This checklist describes how to set up and maintain a dividend policy.
A dividend is a payment made to a stockholder by a company from any earned profits (i.e. not from any other surplus). Companies generally use profit for two things—to reward stockholders for investing in the company or to reinvest in the business (known as retained earnings). Most companies generally reinvest a portion of the profit and pay out the rest in dividends. From the company’s perspective, the payment of dividends is the division of an asset among stockholders.
Dividends are paid out on after-tax income, although the dividends received by stockholders are usually treated as taxable income for tax purposes, depending on their country of residence. Dividends are usually settled on a cash basis, although payment often is in the form of a check. However, many companies pay dividends in the form of additional shares or offer a dividend reinvestment program that enables stockholders to use the cash dividend to buy more shares in the company.
The dividend is normally paid out as a fixed amount per share. Thus, each stockholder receives a dividend in proportion to his or her holding. Most companies pay dividends on a fixed schedule, such as quarterly, half-yearly, or annually. However, a company can declare a dividend whenever it chooses—this is usually known as a special dividend to distinguish it from the regular payouts.
When setting up your dividend policy, key decisions will be how frequently to pay out, what percentage of profit to distribute among stockholders, and whether you will offer them other options, such as stocks in lieu of cash. Once the policy is in place, it needs to be communicated clearly to all stockholders so that they know how often and in what form dividends will be distributed. Policies can always be amended. For example, if the company’s profits are badly hit one year, the board may decide not to pay dividends but to reinvest all the profit in the hope of better subsequent profits.
It is usual to publish the policy as a distinct corporate document for distribution in printed form. Many companies also publish the dividend policy on their websites. Amendments to the policy should be distributed in the same way.
Having a clear and transparent policy is essential for attracting stockholders. They are putting trust into a company by investing in it, and the company returns that trust by being open about what investors can expect to receive in return.
It is also important that any changes to the dividend policy, whether temporary or permanent, are communicated clearly and in a timely fashion to stockholders.
The only real disadvantage of a dividend policy is that some stockholders may be exposed to double taxation. In such a situation, stock repurchases may be more efficient if the tax rate for capital gains is lower.
Determine how frequently you will pay out dividends. Be realistic about this—don’t announce quarterly dividends if you know the cash flow patterns mean that a payout can only be made half-yearly.
Have your policy written up professionally by someone experienced in the field.
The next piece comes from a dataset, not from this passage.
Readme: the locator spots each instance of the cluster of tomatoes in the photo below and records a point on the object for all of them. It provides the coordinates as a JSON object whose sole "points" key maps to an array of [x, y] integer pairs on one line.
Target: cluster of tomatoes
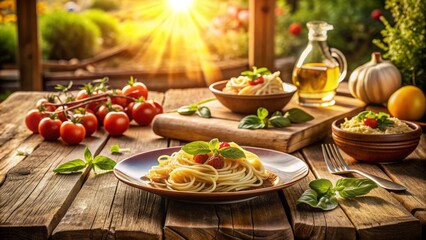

Ensure that the policy document is checked for compliance with all relevant financial regulations and laws in your territory of jurisdiction.
Dos and Don’ts
Keep the dividend policy up to date and ensure that stockholders receive regular mailings about any changes.
Inform stockholders well in advance of each payment date what percentage of profit the payout will be.
Don’t amend dividend policy without good reason or telling your stockholders why.